Make Yourself Do Monthly Assessments In 2014
As you push yourself toward your quarterly goals in 2014, make sure you give yourself monthly assessments. Assess your commitment to your goal, including the time you spent, and the effort you gave. Of course, nobody can be giving 110% for all 365 days of 2014, but as long as you keep your eyes on the prize, you will keep moving forward.
Use Your Birthday As A Benchmark For Your 2014 Goals
For those of you with January birthdays like me, you’d better get on your goals ASAP! In all seriousness, it’s always good to use your birthday as a deadline of when you should get something accomplished. To keep things interesting, make your birthday goal the hardest one to reach. If you nail it by your birthday, you’ll give yourself one hell of a birthday gift.
Remember, giving yourself birthday deadlines, quarterly goals and monthly assessments are merely tactics to keep you on track toward your 2014 goals. What they are not are tests to judge your abilities or acumen in the film industry. So, while you should push yourself toward getting what you truly want, you should never punish yourself for not obtaining your goals.

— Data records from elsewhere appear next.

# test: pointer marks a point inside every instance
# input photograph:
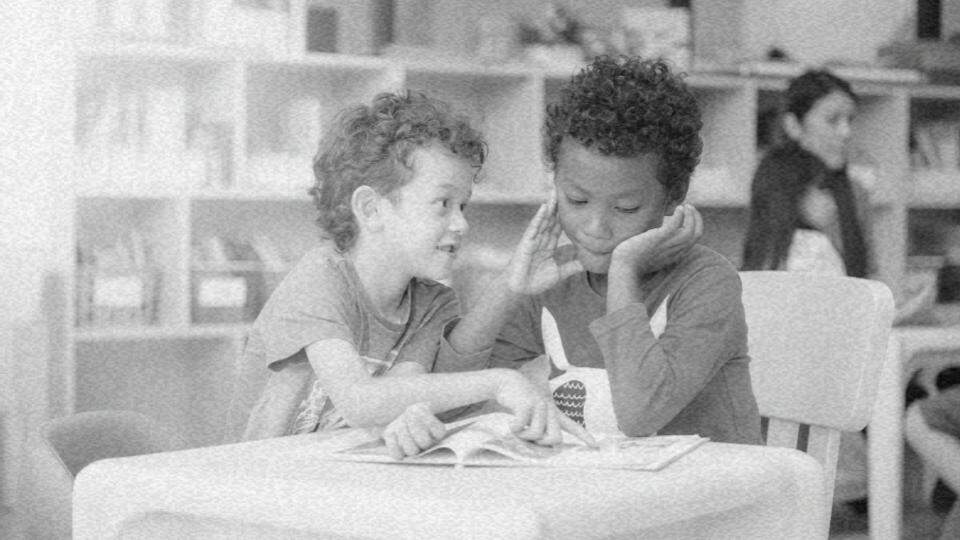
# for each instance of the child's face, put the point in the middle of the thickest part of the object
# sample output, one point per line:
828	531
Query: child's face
603	200
426	224
825	130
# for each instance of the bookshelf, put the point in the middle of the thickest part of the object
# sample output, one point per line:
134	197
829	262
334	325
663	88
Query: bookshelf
181	144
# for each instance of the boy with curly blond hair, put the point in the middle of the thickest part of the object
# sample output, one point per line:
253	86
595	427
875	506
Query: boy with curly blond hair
361	332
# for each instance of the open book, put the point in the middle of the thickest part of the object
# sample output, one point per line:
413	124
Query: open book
486	440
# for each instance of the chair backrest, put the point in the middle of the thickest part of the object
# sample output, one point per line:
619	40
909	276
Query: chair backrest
817	346
61	447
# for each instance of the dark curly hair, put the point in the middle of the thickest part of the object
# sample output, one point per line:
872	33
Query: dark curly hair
371	145
627	107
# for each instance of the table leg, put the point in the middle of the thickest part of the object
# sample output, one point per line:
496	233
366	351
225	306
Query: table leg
885	449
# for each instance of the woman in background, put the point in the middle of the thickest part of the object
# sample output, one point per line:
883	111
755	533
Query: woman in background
806	214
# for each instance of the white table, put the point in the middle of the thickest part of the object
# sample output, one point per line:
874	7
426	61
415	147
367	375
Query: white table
908	345
283	488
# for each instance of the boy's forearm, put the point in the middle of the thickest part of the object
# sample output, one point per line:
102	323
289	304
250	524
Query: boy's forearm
379	400
479	327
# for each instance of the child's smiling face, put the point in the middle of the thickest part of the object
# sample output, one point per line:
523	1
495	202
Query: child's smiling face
603	200
426	224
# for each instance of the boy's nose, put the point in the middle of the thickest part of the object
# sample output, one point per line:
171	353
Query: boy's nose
458	223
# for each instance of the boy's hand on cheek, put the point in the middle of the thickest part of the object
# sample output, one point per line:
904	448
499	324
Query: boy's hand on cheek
415	430
662	246
534	267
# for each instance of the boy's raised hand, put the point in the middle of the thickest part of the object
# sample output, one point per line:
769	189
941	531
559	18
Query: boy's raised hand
415	430
664	245
534	267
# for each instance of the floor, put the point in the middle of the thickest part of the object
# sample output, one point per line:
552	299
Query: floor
921	520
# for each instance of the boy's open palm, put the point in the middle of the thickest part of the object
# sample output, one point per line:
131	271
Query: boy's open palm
536	417
534	267
654	249
415	430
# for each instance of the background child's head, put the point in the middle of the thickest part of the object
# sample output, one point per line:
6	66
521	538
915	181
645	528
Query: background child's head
818	109
372	145
626	107
623	142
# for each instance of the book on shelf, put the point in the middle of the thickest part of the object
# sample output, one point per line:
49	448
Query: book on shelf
487	441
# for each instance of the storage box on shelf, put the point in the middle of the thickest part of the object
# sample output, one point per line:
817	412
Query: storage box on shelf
289	105
109	297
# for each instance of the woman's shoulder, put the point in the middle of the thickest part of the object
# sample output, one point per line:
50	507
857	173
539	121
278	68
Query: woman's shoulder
702	269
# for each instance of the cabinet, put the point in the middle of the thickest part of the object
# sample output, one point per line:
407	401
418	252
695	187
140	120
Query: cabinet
192	161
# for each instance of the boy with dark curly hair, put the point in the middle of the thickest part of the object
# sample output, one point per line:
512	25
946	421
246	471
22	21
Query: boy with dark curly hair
658	316
356	332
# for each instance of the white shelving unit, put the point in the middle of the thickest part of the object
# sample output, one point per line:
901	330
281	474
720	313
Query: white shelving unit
212	158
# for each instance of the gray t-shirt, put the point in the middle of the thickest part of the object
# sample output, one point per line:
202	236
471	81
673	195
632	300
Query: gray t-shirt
693	379
322	298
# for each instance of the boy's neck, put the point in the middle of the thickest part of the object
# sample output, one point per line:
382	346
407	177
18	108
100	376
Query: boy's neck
379	278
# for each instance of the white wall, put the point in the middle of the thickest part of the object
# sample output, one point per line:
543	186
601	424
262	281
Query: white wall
813	31
816	31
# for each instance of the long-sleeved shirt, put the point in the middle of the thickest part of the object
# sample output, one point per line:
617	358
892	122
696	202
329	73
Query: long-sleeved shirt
693	379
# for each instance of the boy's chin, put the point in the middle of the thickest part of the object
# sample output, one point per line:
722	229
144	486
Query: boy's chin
595	264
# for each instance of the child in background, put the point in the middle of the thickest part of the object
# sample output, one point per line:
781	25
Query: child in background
363	317
805	213
623	142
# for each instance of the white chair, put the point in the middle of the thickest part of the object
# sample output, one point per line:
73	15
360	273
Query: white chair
928	367
60	448
817	345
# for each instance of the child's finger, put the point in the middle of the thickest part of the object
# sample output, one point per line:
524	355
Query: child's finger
521	417
572	427
436	428
538	420
698	223
552	435
407	442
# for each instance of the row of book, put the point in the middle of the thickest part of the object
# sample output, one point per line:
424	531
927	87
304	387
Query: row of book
936	145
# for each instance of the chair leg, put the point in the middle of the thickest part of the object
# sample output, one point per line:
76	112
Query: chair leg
950	530
928	482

Okay, filmmakers. That’s what I have for you on Christmas Eve. Now I got to go convince my two-year old twin daughters Zoe and Lena to go to sleep, so Santa Claus can plop down the chimney and bring them a mountain of gifts. Of course, getting two-year olds to sleep on Christmas Eve may prove to be more difficult than obtaining motion picture financing for an independent feature film with no sellable stars, but hey, I have to try, right? As always, I thank you once again for lending me your eyes, and I would be honored to borrow them next Tuesday on New Year’s Eve. Until then, I hope you have a wonderful week, filled with good times and lasting memories.